Land use regulation in the United States is not the same as it was in the Soviet Union. But the basic assumptions underlying planners’ work are the same: prices are, at best, a necessary evil that must be worked around, and planners are capable of designing a city that functions better than what would otherwise be created through the cumulative result of voluntary cooperation. The ever-present and vexatious fixture on prices as an evil, rather than an invaluable coordinator, is manifested by the correspondingly vexatious fixation on subsidies as the solution.
With worsening traffic, longer commutes, and skyrocketing prices, our 100-year experiment in zoning has, at best, revealed gaping fissures in its execution, and, at worst, been an abject failure. It has been well-documented in recent years that the United States is suffering from a chronic shortage of affordable housing. There could be few starker monuments to the failure of urban planning.
We cannot subsidize our way out of this problem because it does not address the underlying cause: artificial restriction of supply through onerous regulation and permitting processes. Deregulation will unleash private subsidies on a scale that could dwarf even politicians’ lofty campaign promises. For example, private investment in telecommunications in the two decades following deregulation totaled $1.4 trillion. The amount of private investment and innovation that can be called upon to alleviate the affordable housing problem vastly outweighs what the government can do through subsidization. One such innovation is the humble tiny house. You can actually purchase a house on Amazon for less than $20,000. But with local zoning laws, there are few places where it is legal to put these houses.

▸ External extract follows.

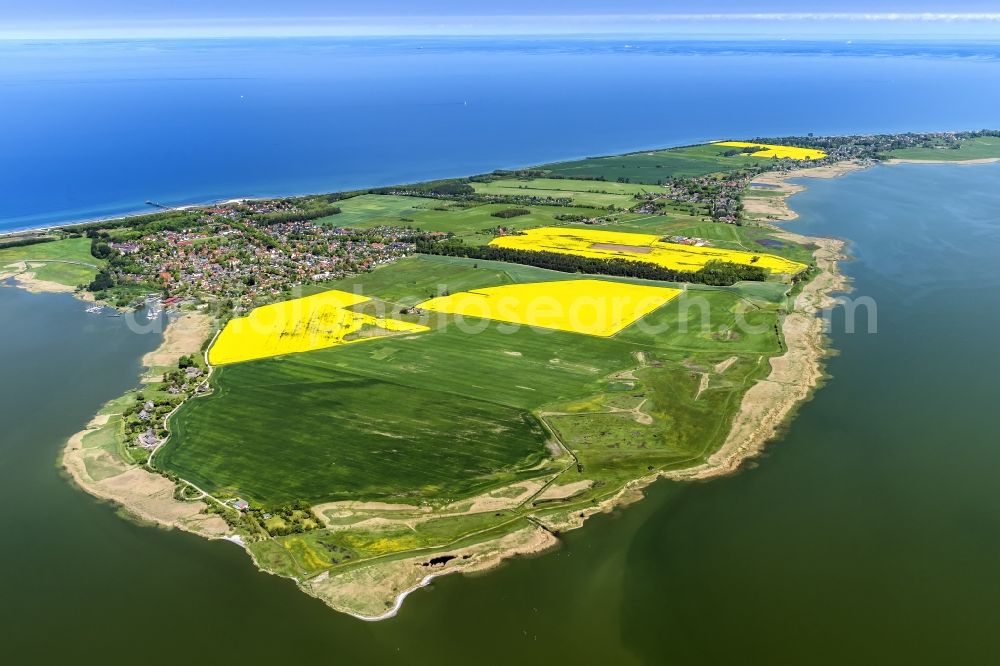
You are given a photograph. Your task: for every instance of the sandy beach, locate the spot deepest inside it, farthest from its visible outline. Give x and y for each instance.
(141, 492)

The deregulation of real estate markets doesn’t just make economic sense. It is also a moral imperative. Think of it. It is illegal for me to build a small additional home on my four-acre lot for my aging mother. If I defied the government in this respect for long enough, they would eventually send armed policeman to arrest me for building a house on my own property. Aside from such weighty restrictions, land use regulation is replete with arbitrary rules governing harmless activity, from “light commercial” to aesthetics.
If the economic pathology of land use regulation is a misguided belief in urban planners’ ability to coordinate real estate markets, the moral pathology is the troubling belief – both because of its substance and breathless acceptance – that urban planners have a right to prohibit land uses that have no meaningful effect on others’ enjoyment of their property. It may be said that the essence of living a moral life is to have the courage to stand up to the unwarranted use of force and the restraint to resist using it when others are doing something we don’t like. By that standard, modern land use regulation is a moral catastrophe.
When the constitutionality of zoning laws was still being debated (those were the days!) the Texas Supreme Court, in striking down an early zoning ordinance, wrote:
It would be tyranny to say to a poor man who happens to own a lot within a residence district of palatial structures and his title subject to no servitude, that he could not erect an humble home upon it suited to his means, or that any residence he might erect must equal in grandeur those about it. Under his constitutional rights he could erect such a structure as he pleased, so long as it was not hazardous to others.
For the sake of economics, and the moral right to property, the Zoning Deregulation Act of 20__ is waiting.
By Dustin Romney
Dustin Romney is an attorney who litigates real estate and commercial cases.